What is Regenerative Medicine?
Regenerative medicine is a game-changing area of medicine with the potential to heal damaged tissues, offering solutions and hope for people who have conditions that today are beyond repair.
Regenerative medicine itself isn’t new — the first bone marrow and solid-organ transplants were done decades ago. But advances in developmental and cell biology, immunology, and other fields have unlocked new opportunities to refine existing regenerative therapies and develop novel ones such as stem cell therapy and prolotherapy. Cells in the body once thought to be no longer able to divide (terminally differentiated) — including the highly specialized cells constituting the heart, lungs, and nerves — have been shown to be able to remodel and possess some ability to self-heal.
The Three Rs
- Rejuvenation. Rejuvenation means optimizing your body’s innate ability to heal itself. Though after a cut your skin heals within a few days, other organs don’t repair themselves as readily.

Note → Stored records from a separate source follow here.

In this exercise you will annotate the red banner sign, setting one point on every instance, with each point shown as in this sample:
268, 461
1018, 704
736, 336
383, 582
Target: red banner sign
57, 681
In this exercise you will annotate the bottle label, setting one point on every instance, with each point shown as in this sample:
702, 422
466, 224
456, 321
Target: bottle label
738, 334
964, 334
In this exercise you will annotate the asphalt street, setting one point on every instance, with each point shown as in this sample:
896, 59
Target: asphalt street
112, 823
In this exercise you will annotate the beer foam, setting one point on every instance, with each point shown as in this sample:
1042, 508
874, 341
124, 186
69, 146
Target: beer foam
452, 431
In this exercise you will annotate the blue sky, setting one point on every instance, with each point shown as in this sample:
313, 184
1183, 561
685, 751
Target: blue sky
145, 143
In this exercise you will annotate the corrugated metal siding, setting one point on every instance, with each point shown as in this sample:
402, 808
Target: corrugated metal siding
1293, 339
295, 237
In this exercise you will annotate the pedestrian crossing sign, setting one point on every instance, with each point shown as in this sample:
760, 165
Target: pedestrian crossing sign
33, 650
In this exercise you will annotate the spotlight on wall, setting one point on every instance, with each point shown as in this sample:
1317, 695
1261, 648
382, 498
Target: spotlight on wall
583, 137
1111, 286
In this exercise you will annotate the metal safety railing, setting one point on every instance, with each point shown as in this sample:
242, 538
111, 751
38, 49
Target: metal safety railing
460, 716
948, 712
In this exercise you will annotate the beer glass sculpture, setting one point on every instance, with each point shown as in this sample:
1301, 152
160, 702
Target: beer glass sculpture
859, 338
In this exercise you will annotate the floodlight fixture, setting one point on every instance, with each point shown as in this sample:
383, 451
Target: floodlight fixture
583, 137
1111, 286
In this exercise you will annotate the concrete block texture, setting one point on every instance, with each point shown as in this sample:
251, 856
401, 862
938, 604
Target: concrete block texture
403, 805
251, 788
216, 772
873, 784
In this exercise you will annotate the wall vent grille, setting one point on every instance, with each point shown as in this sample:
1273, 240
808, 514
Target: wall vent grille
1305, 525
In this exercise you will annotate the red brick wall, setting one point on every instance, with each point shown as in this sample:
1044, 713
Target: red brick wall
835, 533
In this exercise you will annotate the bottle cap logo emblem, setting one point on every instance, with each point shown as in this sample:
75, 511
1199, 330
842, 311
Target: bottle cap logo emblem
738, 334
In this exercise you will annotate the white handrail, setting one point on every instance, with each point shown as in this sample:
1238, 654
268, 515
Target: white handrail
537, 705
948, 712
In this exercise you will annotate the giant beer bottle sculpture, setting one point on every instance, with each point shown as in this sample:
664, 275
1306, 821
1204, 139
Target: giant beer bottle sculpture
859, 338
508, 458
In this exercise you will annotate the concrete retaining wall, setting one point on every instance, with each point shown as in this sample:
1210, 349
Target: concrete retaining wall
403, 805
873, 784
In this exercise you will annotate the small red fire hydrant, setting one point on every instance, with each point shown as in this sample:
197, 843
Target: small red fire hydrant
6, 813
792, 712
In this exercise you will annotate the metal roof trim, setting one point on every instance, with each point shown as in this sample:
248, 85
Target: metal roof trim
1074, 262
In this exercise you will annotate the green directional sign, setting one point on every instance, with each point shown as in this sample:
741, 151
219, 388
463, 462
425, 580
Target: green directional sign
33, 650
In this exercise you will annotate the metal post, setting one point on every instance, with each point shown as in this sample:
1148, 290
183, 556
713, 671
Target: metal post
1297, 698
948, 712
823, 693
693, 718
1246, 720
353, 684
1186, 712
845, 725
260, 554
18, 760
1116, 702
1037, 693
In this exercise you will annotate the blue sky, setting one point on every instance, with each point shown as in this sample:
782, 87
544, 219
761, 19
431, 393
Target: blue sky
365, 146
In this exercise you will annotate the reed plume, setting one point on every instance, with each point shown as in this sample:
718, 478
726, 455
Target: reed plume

- Replacement. Replacement involves stem cell therapy or prolotherapy that stimulates the production of new, vital cells and healthy tissue.
- Regeneration. Regeneration involves delivering specific types of cells or cell products to diseased tissues or organs, where they will ultimately restore tissue and organ function. This can be done through stem cell therapy. Regenerative medicine holds the promise of definitive, affordable health care solutions that heal the body from within.